On the other hand, it might be expedient to define justifications as including all defences that are concerned with a defendant’s reasons for acting, and to reserve the term excuses for denials of responsibility based on unsoundness of mind and, perhaps, external circumstances, as suggested by Cane. This definitional approach might prove especially useful when a statutory defence comprises more than one exculpatory criteria – such as, for example, a defence that requires conduct to be done in ‘good faith’ and ‘without negligence’.[164] It would be thoroughly confusing, not to mention intolerable for the doctrinal taxonomist, to classify such a defence as ‘part’ excuse and ‘part’ justification.[165] Distinguishing between justifications and excuses in this way might also facilitate the analysis of defences that adopt different exculpatory reasons, such as reasonableness, good faith, honesty and so forth, without the need to maintain a conceptual distinction between reasons that amount to excuses on the one hand, and reasons that amount to justifications on the other.[166]

VII CONCLUSION

This article has demonstrated that good faith protections present a series of challenges to the taxonomy of tort law defences. It has shown that good faith (and other similar) protections might frustrate attempts to articulate a universal definition of defences because some good faith protections, while defeating the liability of one party, shift liability (and thus create liability) against another party, while other good faith protections are likely to defeat liability in damages while preserving the possibility of injunctive relief.
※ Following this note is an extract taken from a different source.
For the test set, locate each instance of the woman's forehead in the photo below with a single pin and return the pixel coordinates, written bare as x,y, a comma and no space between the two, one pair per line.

This article has also argued that good faith defences should be classified either as justifications or excuses because good faith describes a person’s reasons for acting, and classifying good faith defences as immunities or privileges might encourage the divination of specific public policy objectives at the expense of developing general principles. This would be inconsistent with the treatment historically afforded to good faith defences, and is clearly undesirable from a taxonomical perspective. These conclusions sit uneasily with certain taxonomies of tort law defences, which might now repay further consideration.


[*] Assistant Professor, Faculty of Law, Bond University. The author is grateful to Joachim Dietrich and Rick Bigwood for their comments on earlier drafts of this article, and to the anonymous reviewers, whose thoughtful and insightful comments led to a number of substantive changes.

[1] Various possible taxonomies are nevertheless offered in, or may be gleaned from, the literature. For further discussion, see Part V of this article.

[2] John G Fleming, The Law of Torts (Law Book, 9th ed, 1998) 8. The current editors have retained Fleming’s remarks: Carolyn Sappideen and Prue Vines (eds), Fleming’s The Law of Torts, (Law Book, 10th ed, 2011) 8.

[3] James Goudkamp, Tort Law Defences (Hart Publishing, 2013) 1.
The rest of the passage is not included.